In fact, he makes a great, gentle singer, he remains gentle throughout our conversation, every word – even if it’s about the hydroeconomics of intensive farming – sounding like a lullaby.
He looks forward to not just preaching to converts, he says. “I don’t make films for myself. I don’t make films for people who believe in nature, or just vegetarians. I make films for everyone, even for those who don’t share my opinions.
Yet he loves the letters testifying to Gunda’s power to make people give up eating animals forever (his own children, he proudly says, have never tasted meat).

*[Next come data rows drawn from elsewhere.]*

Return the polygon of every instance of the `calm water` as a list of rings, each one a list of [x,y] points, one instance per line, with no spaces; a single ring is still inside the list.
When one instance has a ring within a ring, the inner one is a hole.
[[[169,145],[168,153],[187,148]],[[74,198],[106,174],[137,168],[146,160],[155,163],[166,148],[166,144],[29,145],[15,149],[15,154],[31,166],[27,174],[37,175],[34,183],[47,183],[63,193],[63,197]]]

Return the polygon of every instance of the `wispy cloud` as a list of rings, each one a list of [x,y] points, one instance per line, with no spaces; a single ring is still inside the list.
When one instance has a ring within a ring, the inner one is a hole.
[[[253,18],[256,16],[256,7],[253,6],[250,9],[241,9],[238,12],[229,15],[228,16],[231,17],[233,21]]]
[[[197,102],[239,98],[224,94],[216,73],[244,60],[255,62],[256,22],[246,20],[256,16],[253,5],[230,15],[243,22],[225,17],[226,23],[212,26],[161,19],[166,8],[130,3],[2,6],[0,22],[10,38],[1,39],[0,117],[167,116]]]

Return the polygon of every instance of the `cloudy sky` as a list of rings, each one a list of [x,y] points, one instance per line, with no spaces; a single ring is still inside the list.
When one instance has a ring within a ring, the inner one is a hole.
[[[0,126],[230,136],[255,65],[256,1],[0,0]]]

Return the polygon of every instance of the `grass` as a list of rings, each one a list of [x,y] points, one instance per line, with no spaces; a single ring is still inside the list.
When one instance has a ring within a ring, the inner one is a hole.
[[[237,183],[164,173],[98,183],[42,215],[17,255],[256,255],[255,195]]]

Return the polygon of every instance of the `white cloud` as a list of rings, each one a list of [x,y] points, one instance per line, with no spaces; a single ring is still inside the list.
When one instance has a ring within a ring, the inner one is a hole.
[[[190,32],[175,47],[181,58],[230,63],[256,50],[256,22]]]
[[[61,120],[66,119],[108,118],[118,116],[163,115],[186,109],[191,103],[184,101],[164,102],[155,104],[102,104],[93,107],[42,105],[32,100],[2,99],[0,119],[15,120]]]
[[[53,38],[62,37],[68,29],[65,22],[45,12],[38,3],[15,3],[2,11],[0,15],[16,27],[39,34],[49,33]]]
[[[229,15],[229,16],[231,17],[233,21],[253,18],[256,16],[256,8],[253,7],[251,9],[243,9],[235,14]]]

Today he lives in Berlin, which is a great place for vegan food. When he came to the UK to film the non-pig parts of Gunda, he was applauded by the number of animal sanctuaries. You can see how such institutions would impress a man for whom direct action is not something to shy away from. When we speak, he is still recovering from a six-day hunger strike to support Russian opposition activist Alexei Navalny. “It was not a political act,” he says. “It was an act of empathy for her mother, who to me was Gunda. Her child was taken from her. We stopped because our request was that he receive a visit from a doctor. I was so happy because at least her mother could breathe a sigh of relief. I don’t consider myself a hero.
What about Gunda herself? She too is now safe: the farmer who raised her felt unable to slaughter the sow after watching the film. The piglets, however, were taken from him during the filming, and the contemplation of their fate still causes pain in Kossakovsky.
The ability of cinema to win hearts and minds cannot be underestimated, he says. “We have had the Industrial Revolution, the Digital Revolution, the Sexual Revolution, the Social Revolution and the time has come for the Empathy Revolution.”